# Google Cloud Bigtable

[Cloud Bigtable](https://cloud.google.com/bigtable/) is a high
performance storage system that can store and serve training data. This contrib
package contains an experimental integration with TensorFlow.

> **Status: Highly experimental.** The current implementation is very much in
> flux. Please use at your own risk! :-)

The TensorFlow integration with Cloud Bigtable is optimized for common
TensorFlow usage and workloads. It is currently optimized for reading from Cloud
Bigtable at high speed, in particular to feed modern accelerators. For
general-purpose Cloud Bigtable
APIs, see the [official Cloud Bigtable client library documentation][clientdoc].

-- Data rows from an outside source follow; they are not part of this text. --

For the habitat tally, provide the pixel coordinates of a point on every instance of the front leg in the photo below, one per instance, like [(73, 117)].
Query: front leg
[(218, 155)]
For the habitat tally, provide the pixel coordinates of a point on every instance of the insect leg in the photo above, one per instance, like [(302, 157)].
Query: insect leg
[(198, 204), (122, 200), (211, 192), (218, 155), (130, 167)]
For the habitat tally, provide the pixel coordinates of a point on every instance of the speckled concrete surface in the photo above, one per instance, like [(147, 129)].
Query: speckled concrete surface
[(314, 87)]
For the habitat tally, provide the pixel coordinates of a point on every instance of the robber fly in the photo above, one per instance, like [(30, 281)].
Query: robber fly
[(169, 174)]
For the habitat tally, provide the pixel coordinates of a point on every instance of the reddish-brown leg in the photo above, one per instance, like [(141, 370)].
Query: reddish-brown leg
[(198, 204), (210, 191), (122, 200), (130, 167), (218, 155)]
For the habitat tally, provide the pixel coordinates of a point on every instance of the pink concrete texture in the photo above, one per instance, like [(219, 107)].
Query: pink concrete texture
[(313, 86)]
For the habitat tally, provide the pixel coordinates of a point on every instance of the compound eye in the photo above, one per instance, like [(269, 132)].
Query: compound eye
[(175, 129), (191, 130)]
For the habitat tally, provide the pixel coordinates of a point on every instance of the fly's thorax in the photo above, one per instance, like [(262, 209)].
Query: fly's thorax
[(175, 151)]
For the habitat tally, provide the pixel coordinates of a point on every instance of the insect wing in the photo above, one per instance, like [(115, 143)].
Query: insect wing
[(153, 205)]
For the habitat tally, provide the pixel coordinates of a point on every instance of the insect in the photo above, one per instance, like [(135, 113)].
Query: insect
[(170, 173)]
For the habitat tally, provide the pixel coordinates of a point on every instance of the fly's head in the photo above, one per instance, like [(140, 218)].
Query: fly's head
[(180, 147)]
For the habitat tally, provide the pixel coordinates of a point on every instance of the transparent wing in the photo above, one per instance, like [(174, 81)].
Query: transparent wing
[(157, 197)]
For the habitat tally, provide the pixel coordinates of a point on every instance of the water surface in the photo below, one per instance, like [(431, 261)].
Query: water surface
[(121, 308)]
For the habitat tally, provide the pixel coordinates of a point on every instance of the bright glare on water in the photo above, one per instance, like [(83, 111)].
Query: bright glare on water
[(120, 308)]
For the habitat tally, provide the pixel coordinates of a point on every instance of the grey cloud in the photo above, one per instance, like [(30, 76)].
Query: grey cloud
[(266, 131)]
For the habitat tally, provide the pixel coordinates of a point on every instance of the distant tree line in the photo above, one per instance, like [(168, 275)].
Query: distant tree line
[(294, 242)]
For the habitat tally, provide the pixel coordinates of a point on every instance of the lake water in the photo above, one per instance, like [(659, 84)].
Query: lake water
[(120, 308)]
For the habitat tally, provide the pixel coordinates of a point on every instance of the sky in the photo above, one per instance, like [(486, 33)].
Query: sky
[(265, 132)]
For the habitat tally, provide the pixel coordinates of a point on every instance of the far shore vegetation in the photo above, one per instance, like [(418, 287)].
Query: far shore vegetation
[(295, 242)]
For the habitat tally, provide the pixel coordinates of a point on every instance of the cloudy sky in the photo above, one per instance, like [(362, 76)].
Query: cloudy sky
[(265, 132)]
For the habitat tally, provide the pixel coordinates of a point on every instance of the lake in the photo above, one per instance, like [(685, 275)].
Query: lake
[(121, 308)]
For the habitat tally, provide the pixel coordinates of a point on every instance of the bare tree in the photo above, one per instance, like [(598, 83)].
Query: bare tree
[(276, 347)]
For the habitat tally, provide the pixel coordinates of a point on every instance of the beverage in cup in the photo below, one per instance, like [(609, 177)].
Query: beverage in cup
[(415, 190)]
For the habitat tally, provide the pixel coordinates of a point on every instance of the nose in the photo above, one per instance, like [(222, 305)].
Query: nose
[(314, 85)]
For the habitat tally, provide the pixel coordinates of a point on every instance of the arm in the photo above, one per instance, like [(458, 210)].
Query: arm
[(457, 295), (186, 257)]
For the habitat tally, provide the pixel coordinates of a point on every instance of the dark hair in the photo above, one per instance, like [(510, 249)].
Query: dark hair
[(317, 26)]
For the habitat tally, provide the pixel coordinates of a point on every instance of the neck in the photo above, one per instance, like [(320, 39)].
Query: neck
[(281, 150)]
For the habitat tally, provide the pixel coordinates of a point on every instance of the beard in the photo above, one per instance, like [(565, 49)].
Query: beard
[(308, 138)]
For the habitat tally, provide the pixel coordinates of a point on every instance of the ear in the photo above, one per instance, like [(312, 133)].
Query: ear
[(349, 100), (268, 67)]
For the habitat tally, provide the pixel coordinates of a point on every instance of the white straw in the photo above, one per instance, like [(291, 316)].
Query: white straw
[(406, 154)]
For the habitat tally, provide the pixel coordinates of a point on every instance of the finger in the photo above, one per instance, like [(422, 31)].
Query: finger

[clientdoc]: https://cloud.google.com/bigtable/docs/reference/libraries

## Sample Use

There are three main reading styles supported by the `BigtableTable` class:

 1. **Reading keys**: Read only the row keys in a table. Keys are returned in
    sorted order from the table. Most key reading operations retrieve all keys
    in a contiguous range, however the `sample_keys` operation skips keys, and
    operates on the whole table (and not a contiguous subset).
 2. **Retrieving a row's values**: Given a row key, look up the data associated
    with a defined set of columns. This operation takes advantage of Cloud
    Bigtable's low-latency and excellent support for random access.
 3. **Scanning ranges**: Given a contiguous range of rows retrieve both the row
    key and the data associated with a fixed set of columns. This operation
    takes advantage of Cloud Bigtable's high throughput scans, and is the most
    efficient way to read data.

When using the Cloud Bigtable API, the workflow is:

 1. Create a `BigtableClient` object.
 2. Use the `BigtableClient` to create `BigtableTable` objects corresponding to
    each table in the Cloud Bigtable instance you would like to access.
 3. Call methods on the `BigtableTable` object to create `tf.data.Dataset`s to
    retrieve data.

The following is an example for how to read all row keys with the prefix
`train-`.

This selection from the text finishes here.